My maternal great-grandmother, Mary, never learned to read, write, or speak English. According to U.S. census records (which I looked at using the library’s subscription to Ancestry), she did laundry for a living after coming to America from Serbia; I’m guessing her teenage son, my great-uncle Steven (whose English was just fine), helped her out a great deal. Great-grandma passed away when I was nine or ten, and my grandmother has since passed on, too, so hopefully my mom will be able to help me fill in some of my knowledge gaps on this point.
Over on my father’s side of the family, my great-grandfather William’s household included a servant (again, according to the census), a seventeen-year-old girl named Ellen*. Given that William’s occupation was listed as “farmer” in the 1880 census, I was a little surprised to find that, by 1900, he’d moved into the city and acquired household help. What was up with that, I wonder? A mystery to solve! And another great reason to call home and talk to dad.
I have Marilyn Cocchiola Holt to thank for starting me down the genealogy road. I haven’t made much more progress with my family tree, though, because after learning about my relatives’ personal history with service and servants, I’m kind of fixated on the topic, which has influenced my reading choices lately. Two of the books I checked out recently made for an interesting fact/fiction pairing.
Lucy Lethbridge delivers an extensive look at the people most of us think of when the topic of service comes up: the British. Servants: A Downstairs History of Britain from the Nineteenth Century to Modern Times delivers just that: a meticulous look at what life was really like for the men and women who washed, cooked, scrubbed, and served the landed gentry and, later, their less formal descendants. Quoting extensively from former servants and documents written by those in service, she paints a picture of a highly contradictory life. While going into service could save you from abject poverty in a large family, it also meant giving up a lot of your personal freedom, with no guarantee that you’d be taken care of when you were sick or old, as the respect and benefits employers showed their staff varied widely from household to household.
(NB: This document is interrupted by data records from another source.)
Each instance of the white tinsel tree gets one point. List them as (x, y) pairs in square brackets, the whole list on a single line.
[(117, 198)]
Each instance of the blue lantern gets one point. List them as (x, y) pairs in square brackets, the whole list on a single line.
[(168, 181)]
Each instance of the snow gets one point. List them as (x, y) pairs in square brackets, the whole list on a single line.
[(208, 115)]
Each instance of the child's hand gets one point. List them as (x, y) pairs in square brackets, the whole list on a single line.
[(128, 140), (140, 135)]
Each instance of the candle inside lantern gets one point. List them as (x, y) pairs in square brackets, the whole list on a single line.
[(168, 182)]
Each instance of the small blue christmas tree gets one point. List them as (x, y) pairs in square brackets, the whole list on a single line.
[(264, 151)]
The effects of two world wars, labor-saving technologies, and the availability of other work took their toll on service as a profession, and Lethbridge’s detailed description of how those social factors played out makes for fascinating reading. Every few paragraphs or so I would make some kind of surprised noise, because there were just so much going on that we Americans just didn’t know about… though many servants were happy to work for American employers post-WWII (apparently we paid better) in spite of our horrid manners. And Lethbridge probably could have written two separate books on the influx of Jewish refugees pre-WWII, on domestic labor visas, or the increased use of foreign household laborers.
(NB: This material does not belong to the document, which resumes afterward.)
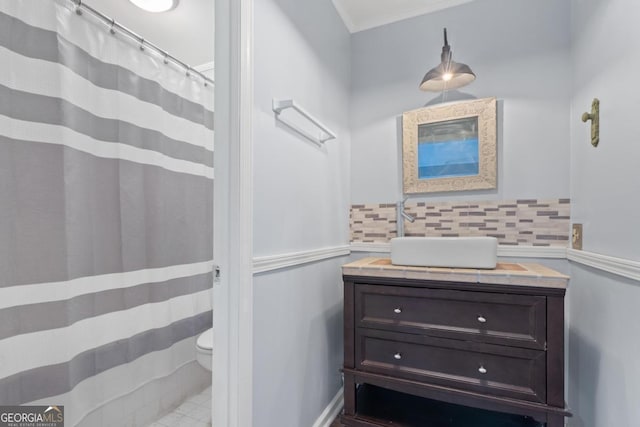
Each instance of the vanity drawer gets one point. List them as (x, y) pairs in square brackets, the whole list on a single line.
[(496, 370), (506, 319)]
While I was reading Servants, Jo Baker’s novel, Longbourn, popped up on my pick-up shelf. I put everything else aside and dived right in, based solely on the premise: while the Bennett sisters of Pride and Prejudice were upstairs trying to get married, the staff of their father’s estate had problems and concerns of their own. From the perspective of Sarah, the housemaid, Baker spins a tale of hard knocks and straight-jacketed circumstances, to say nothing of backbreaking work. Laundry, in particular, is Sarah’s bugbear, as it leads to cracked hands and resentment. The story touches lightly on the main plot points of Austen’s original novel–Jane’s love for Bingley, Lydia’s flight with Wickham, etc.–while illuminating Sarah’s longing for a better life than she has, and the love triangle options that may–or may not–allow that to happen. Baker also takes some liberties with Austen’s established characters to make commentary on some of the nineteenth-century’s more unsavory characteristics (the horrors of war, to name just one). On the whole, Longbourn does for Austen what Wide Sargasso Sea did for Bronte: highlights the unpleasant truth that upper-class women’s narratives are frequently supported by silent, invisible narratives of women with few resources, and virtually no voice.
Other books from our collection that explore the lives–fictional and factual–of servants include:
Serving Women: Household Servants in Nineteenth Century America
Thursdays and Every Other Sunday Off: A Domestic Rap
Life Below Stairs: Domestic Servants in England From Victorian Times
From Mammies to Militants: Domestics in Black American Literature
I’ll never look at Upstairs, Downstairs or Downton Abbey quite the same way ever again**, that’s for sure. Are you an amateur, armchair, or hard-core genealogist? Have you learned anything interesting in your research that sent you off onto another topic entirely?
–Leigh Anne
who definitely counts her washer and dryer amongst her blessings
*Possibly “Ella.” Whoever scanned in the record gave both options, as the handwriting was somewhat unclear. Her birth date was given as 1882, but she was listed in the 1900 census as being 47 years old, which is impossible, unless her birth year was recorded incorrectly as well. I’m researching both options.
**Obviously England and America’s experiences of servitude were very different, and the unpleasant question of slavery makes for a whole separate post. Still, representation-wise, the most visible face of the servant is still white and British, which in and of itself begs for more reading and research as to why.